Descriptions, Reviews, Etc.
Publisher Description:

The rise of the Christian Right took many writers and literary critics by surprise, trained as we were to think that religions waned as societies became modern. In If God Meant to Interfere, Christopher Douglas shows that American writers struggled to understand and respond to this new social and political force. Religiously inflected literature since the 1970s must be understood in the context of this unforeseen resurgence of conservative Christianity, he argues, a resurgence that realigned the literary and cultural fields.
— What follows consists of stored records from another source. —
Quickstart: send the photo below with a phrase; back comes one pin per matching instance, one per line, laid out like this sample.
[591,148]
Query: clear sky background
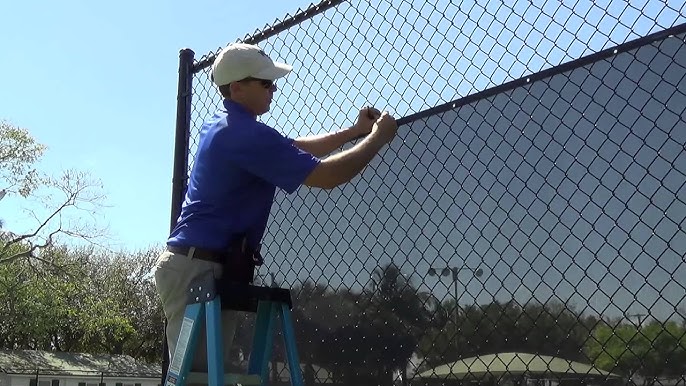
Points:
[96,83]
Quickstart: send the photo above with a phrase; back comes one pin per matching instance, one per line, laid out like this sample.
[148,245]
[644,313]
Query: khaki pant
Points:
[173,275]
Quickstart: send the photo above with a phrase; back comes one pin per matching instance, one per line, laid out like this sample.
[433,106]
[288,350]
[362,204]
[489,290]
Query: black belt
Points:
[199,253]
[238,251]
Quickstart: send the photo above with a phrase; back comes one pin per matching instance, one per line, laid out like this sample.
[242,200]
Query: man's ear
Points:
[235,88]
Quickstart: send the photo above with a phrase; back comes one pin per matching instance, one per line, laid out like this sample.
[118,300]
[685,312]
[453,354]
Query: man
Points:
[239,164]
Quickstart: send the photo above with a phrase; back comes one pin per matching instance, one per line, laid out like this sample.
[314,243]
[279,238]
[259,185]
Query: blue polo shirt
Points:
[237,167]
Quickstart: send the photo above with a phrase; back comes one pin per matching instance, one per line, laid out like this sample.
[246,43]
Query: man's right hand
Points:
[386,127]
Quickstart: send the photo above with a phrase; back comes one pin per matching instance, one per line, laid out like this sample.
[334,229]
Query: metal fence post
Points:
[179,174]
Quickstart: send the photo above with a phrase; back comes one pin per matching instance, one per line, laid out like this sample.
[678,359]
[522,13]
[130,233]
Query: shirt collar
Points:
[236,108]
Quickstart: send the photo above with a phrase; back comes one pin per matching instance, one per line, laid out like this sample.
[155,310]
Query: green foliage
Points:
[60,206]
[82,301]
[18,153]
[656,349]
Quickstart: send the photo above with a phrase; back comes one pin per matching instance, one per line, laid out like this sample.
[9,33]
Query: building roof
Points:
[75,364]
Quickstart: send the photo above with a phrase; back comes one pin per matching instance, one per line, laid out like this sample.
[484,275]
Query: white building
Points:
[45,368]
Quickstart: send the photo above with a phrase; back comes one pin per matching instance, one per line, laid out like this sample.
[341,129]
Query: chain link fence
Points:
[527,224]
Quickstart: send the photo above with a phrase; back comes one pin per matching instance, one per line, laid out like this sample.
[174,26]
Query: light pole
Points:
[445,271]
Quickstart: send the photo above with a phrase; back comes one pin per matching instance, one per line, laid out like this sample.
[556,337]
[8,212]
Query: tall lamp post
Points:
[447,271]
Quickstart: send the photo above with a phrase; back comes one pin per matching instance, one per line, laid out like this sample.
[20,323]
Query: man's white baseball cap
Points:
[239,61]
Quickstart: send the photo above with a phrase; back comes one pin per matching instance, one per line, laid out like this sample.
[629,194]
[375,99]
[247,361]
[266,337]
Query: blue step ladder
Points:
[206,299]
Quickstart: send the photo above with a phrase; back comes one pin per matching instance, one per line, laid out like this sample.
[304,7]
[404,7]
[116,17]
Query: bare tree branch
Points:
[80,195]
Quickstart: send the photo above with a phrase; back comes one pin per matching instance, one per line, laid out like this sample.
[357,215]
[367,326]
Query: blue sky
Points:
[96,83]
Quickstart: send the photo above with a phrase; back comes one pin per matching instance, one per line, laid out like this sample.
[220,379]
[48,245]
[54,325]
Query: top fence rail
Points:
[528,223]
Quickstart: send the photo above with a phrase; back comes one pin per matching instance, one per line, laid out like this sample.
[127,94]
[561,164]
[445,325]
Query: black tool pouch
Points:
[240,262]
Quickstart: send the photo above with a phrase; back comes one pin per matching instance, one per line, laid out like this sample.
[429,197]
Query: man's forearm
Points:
[323,144]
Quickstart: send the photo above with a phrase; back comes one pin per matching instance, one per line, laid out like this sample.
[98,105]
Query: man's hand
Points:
[386,127]
[365,120]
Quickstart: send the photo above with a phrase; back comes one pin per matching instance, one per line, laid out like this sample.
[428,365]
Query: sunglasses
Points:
[266,83]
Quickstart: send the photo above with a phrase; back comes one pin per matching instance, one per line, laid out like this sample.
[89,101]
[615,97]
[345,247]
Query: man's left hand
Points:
[365,120]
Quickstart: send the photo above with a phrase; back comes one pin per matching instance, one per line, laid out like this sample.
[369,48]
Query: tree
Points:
[18,154]
[82,300]
[654,350]
[62,206]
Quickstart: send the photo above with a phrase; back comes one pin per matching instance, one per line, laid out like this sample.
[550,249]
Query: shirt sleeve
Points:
[264,152]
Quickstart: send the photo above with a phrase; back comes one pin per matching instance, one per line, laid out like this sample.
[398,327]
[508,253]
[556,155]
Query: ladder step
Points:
[229,378]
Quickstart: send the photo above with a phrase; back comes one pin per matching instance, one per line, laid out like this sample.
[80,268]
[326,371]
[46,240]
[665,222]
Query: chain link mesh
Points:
[526,225]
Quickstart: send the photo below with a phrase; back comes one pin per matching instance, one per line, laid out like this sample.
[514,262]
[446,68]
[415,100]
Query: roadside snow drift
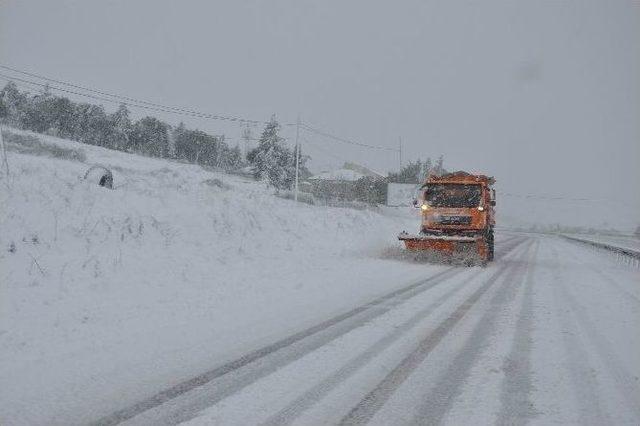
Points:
[108,296]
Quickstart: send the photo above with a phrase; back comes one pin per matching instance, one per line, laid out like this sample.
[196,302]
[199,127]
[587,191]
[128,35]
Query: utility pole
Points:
[295,197]
[4,154]
[246,135]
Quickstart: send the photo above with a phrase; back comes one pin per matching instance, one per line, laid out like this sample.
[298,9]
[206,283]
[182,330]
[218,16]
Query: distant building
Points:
[340,184]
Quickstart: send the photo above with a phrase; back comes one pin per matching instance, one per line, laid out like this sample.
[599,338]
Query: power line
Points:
[100,98]
[157,107]
[141,103]
[343,140]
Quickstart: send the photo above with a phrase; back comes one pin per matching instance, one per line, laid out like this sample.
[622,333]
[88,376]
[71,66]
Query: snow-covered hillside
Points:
[109,295]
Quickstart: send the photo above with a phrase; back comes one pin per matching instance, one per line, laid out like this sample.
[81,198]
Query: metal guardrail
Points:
[628,256]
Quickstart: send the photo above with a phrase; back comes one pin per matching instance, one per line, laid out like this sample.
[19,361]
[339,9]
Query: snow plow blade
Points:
[443,243]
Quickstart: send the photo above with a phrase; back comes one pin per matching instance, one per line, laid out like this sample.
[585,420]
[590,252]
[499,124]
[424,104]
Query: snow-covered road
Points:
[546,334]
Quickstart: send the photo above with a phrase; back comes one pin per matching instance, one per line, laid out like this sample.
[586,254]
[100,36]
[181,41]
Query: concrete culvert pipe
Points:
[100,175]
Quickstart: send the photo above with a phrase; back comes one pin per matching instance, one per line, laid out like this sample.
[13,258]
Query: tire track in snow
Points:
[515,397]
[375,399]
[309,398]
[449,385]
[239,373]
[580,372]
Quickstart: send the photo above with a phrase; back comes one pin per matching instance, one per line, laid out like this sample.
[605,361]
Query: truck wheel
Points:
[490,245]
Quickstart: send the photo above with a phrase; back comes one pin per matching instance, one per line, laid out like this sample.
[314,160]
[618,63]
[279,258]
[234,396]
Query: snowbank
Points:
[108,296]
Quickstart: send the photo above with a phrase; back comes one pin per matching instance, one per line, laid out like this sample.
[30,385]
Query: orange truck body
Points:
[457,213]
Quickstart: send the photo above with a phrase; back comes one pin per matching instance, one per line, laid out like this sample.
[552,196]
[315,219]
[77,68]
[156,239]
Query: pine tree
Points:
[121,128]
[439,169]
[14,105]
[272,160]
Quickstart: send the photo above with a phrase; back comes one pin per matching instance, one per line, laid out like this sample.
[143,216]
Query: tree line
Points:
[272,160]
[91,124]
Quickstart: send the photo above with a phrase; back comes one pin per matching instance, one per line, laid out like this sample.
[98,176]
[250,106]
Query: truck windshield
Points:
[453,195]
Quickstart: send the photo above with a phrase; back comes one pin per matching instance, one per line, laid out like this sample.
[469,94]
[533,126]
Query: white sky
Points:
[544,95]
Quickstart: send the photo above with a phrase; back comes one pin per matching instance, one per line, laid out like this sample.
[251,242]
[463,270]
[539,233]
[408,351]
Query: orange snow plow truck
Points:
[457,216]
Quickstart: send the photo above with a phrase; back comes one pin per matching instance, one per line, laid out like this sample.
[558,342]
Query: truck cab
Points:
[457,210]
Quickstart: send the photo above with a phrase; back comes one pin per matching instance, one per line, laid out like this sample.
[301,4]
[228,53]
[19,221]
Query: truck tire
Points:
[490,245]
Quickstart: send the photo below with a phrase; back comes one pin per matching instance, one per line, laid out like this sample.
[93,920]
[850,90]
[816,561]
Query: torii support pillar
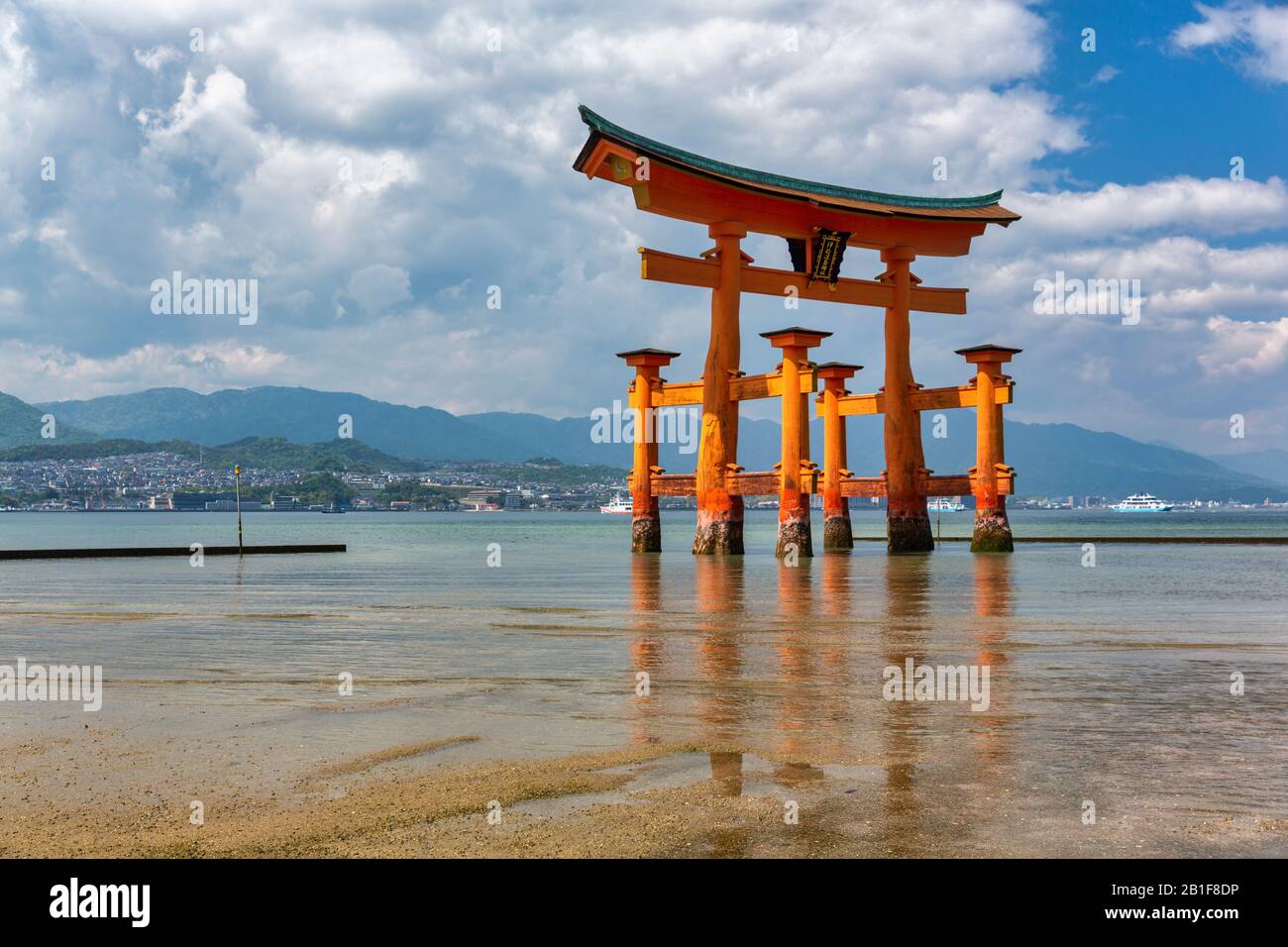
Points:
[719,512]
[645,519]
[907,519]
[837,532]
[794,526]
[992,527]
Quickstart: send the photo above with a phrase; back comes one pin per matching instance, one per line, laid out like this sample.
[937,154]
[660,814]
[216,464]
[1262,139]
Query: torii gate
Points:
[818,222]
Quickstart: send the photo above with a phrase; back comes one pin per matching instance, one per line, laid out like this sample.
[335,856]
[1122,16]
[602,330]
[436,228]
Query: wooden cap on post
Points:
[988,352]
[795,337]
[838,371]
[648,357]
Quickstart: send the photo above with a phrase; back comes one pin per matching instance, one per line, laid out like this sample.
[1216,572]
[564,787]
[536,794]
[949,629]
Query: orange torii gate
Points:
[819,222]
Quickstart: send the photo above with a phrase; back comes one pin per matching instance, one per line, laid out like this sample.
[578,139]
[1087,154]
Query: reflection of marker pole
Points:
[237,480]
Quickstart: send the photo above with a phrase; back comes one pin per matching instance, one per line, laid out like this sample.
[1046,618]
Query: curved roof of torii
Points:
[979,210]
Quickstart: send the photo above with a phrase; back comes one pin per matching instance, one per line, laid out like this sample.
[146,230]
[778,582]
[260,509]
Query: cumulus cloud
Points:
[1258,31]
[378,166]
[156,58]
[378,287]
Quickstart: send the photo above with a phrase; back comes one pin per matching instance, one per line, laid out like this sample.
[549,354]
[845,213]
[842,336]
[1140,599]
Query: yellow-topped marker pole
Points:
[237,482]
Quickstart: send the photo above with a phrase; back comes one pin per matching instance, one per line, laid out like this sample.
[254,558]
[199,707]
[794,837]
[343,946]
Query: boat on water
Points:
[617,505]
[1142,502]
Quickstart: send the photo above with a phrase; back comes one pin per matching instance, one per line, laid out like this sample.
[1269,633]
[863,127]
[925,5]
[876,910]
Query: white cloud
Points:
[1236,348]
[1215,205]
[51,372]
[1257,29]
[378,287]
[156,58]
Among the writers Douglas considers are Marilynne Robinson, Barbara Kingsolver, Cormac McCarthy, Thomas Pynchon, Ishmael Reed, N. Scott Momaday, Gloria Anzald a, Philip Roth, Carl Sagan, and Dan Brown. Their fictions engaged a wide range of topics: religious conspiracies, faith and wonder, slavery and imperialism, evolution and extraterrestrial contact, alternate histories and ancestral spiritualities. But this is only part of the story. Liberal-leaning literary writers responding to the resurgence were sometimes confused by the Christian Right's strange entanglement with the contemporary paradigms of multiculturalism and postmodernism --leading to complex emergent phenomena that Douglas terms Christian multiculturalism and Christian postmodernism. Ultimately, If God Meant to Interfere shows the value of listening to our literature for its sometimes subterranean attention to the religious and social upheavals going on around it.


Contributor Bio(s): Douglas, Christopher: - Christopher Douglas is Professor of English at the University of Victoria. He is the author of If God Meant to Interfere: American Literature and the Rise of the Christian Right and A Genealogy of Literary Multiculturalism, both from Cornell.